It’s the IoT Journey… and the Destination

Strapping sensors to our wrists and embedding them in factories have more parallels than you might think.
Published: September 1, 2015

The Internet of Things has been receiving a bit of a beat-down lately. In July 2015, market research firm Gartner released its latest Hype Cycle assessment for IoT technologies, which shows about a dozen subsets of the IoT ecosystem on the rise. These include IoT-enabled enterprise resource-planning (ERP) systems and operational intelligence platforms, as well as another dozen sitting at what Gartner calls the peak of inflated expectations. Among these are quantified self (Fitbit, et al.) and Bluetooth beacons. However (cue the ominous background music), machine-to-machine communication services and automobile IP nodes for connected cars are among the eight subsets of the IoT that Garner says are sliding into the trough of disillusionment.

Yet, no one I’ve spoken with in recent weeks is surprised that the IoT is going through some bumpy air; that is what one expects after a technology has been lavished with praise and possibilities while it is still relatively immature.

Gartner named just one subset that has already moved through the trough and is climbing up the slope of enlightenment: enterprise manufacturing intelligence.

As it happens, I just spoke with Jennifer Bennett, the general manager of manufacturing software at General Electric (GE), about how the $150 billion goliath for which she works is pushing the 400 diverse manufacturing facilities that it operates to become, in GE parlance, “brilliant factories.” They’re doing this by instrumenting these factories with sensors and analyzing the data they generate in order to improve efficiencies and, eventually, evolve from factories that respond when things or processes break, into predictive operations that prevent downtime by knowing when a system is about to fail.

Bennett made clear, however, that reaching that level of brilliance is not an overnight process, nor is it a cheap one. But she cites two elements that are helping GE inch internal operations closer to that goal.

One of these is Predix, GE’s data analytics software platform, which it developed to use both internally and as part of the consultation services that it provides to its customers. Late last year, GE also began selling the Predix platform by making it commercially available and forming partnerships with Cisco and Intel, through which the Predix software is pre-loaded onto edge devices, such as networking equipment and gateways, used for industrial IoT applications.

Early last month, GE announced that the Predix platform is now available as a cloud-computing service. This means that customers no longer need to host the software on their own servers.

The second element that is helping GE bring its own manufacturing facilities into the industrial IoT, Bennett says, is the use of sensors.
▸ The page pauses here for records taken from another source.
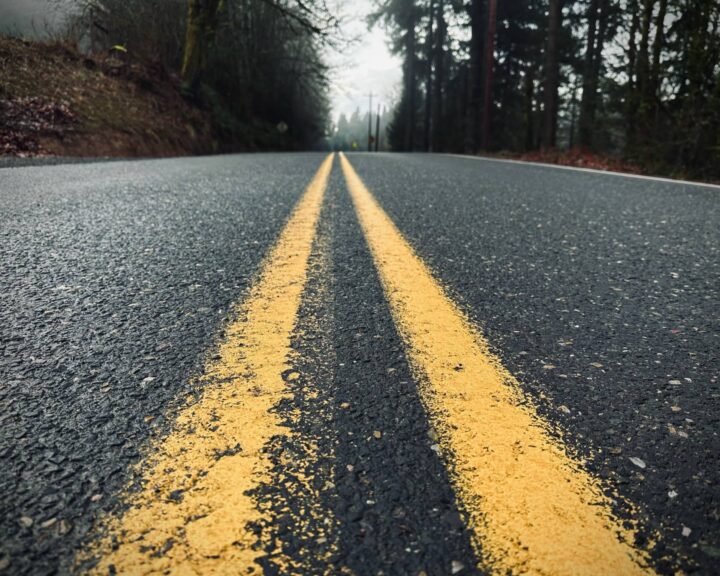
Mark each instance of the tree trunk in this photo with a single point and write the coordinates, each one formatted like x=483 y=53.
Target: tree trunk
x=631 y=102
x=428 y=77
x=474 y=75
x=552 y=76
x=655 y=76
x=643 y=69
x=199 y=35
x=589 y=82
x=489 y=64
x=439 y=57
x=529 y=93
x=411 y=89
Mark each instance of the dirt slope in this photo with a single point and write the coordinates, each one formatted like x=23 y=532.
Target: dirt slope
x=56 y=101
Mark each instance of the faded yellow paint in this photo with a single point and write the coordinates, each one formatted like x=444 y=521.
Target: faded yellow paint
x=194 y=513
x=531 y=508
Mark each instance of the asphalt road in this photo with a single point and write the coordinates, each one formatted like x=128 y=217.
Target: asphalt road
x=599 y=294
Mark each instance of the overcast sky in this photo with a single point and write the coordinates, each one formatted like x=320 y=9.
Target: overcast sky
x=363 y=67
x=357 y=69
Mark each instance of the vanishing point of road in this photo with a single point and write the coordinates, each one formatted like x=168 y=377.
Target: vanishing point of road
x=362 y=364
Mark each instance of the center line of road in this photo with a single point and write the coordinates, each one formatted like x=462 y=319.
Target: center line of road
x=193 y=513
x=531 y=508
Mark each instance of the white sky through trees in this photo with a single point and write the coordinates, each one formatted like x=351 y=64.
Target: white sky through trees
x=365 y=65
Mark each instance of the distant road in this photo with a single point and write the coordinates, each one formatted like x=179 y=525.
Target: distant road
x=398 y=364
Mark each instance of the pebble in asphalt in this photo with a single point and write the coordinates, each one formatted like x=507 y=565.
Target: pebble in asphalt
x=599 y=293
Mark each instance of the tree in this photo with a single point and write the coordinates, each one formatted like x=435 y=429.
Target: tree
x=552 y=75
x=201 y=26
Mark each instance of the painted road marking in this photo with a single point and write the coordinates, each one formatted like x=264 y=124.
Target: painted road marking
x=530 y=507
x=193 y=514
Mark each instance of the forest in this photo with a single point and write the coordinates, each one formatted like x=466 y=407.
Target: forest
x=256 y=65
x=632 y=79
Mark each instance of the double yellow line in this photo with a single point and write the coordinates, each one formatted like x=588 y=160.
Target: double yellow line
x=530 y=507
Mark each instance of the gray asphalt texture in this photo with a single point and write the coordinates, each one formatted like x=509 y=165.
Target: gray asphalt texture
x=613 y=281
x=600 y=294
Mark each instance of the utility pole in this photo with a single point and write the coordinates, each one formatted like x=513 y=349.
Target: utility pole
x=377 y=130
x=489 y=62
x=370 y=123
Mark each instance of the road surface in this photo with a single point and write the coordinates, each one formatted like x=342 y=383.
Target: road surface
x=372 y=364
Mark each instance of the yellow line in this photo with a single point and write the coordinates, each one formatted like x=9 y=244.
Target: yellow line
x=194 y=514
x=530 y=507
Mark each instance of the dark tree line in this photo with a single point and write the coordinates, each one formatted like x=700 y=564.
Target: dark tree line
x=639 y=79
x=256 y=64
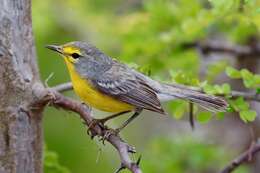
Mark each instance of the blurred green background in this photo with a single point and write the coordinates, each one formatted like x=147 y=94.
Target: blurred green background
x=150 y=35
“Think of what Fitbit did for the idea of health and awareness in the consumer space,” Bennett told me. “Before Fitbit, if I wanted to understand my fitness, I’d maybe go to a doctor; I might hire a trainer. With Fitbit, the ability to get some basic health information was suddenly a $60 click away. You put it on your wrist and got basic information [the number of steps taken each day, for example, or sleep patterns] really easily. There was no configuration—I got a dashboard with how many steps I’d taken, and I’d done very little to get that information. And that visibility gets you started on a journey that makes you want to know more.”

Likewise, Bennett said, GE sometimes starts a factory on the path to the much ballyhooed brilliant status by installing a small set of sensors, tracking variables such as vibration or temperature, and using the Predix software to obtain quick access to some very basic but actionable information.

Jennifer Bennett

In most cases, that information is really just a teaser; it is not enough to make significant improvements across a facility, but it can pique the operations team’s interest. Gaining visibility into one sliver of a larger manufacturing operation, Bennett explains—which the company did not have before, or could not easily access—makes an impact.

I countered that consumers are fickle and bore easily, and that there are countless Fitbits and other fitness trackers sitting in dresser drawers across the United States right now, because their owners grew disinterested in trying to gleam clues to a healthier life by counting steps and charting sleep patterns. So taking the Fitbit analogy to the factory floor, what is to keep these facilities interested in this slice of visibility?

A bigger investment, Bennett explained: “We’re not trying to go in and optimize [these factories] immediately. We’re trying to get access to some critical information” that the plants can use to tweak a machine or system and see an immediate improvement. But then, they have to do more and invest more.

Those next steps, which allow a factory to move from one-off improvements to systematic changes and eventually to predictive maintenance, takes money and commitment, just like moving from tracking footsteps to improving cardiovascular health takes time and commitment. In either case, Bennett believes, the value is not just in the end results, but in the process of learning and optimizing needed to achieve those results.

So what’s more important? Is it the journey of deploying technology and collecting data to constantly improve a system? Or is the final, optimized result what matters?

The answer, it seems, is that both are the most important—as long as you don’t ditch the technology in a drawer once you’ve grown bored with it.

Mary Catherine O’Connor is the editor of Internet of Things Journal and a former staff reporter for RFID Journal. She also writes about technology, as it relates to business and the environment, for a range of consumer magazines and newspapers.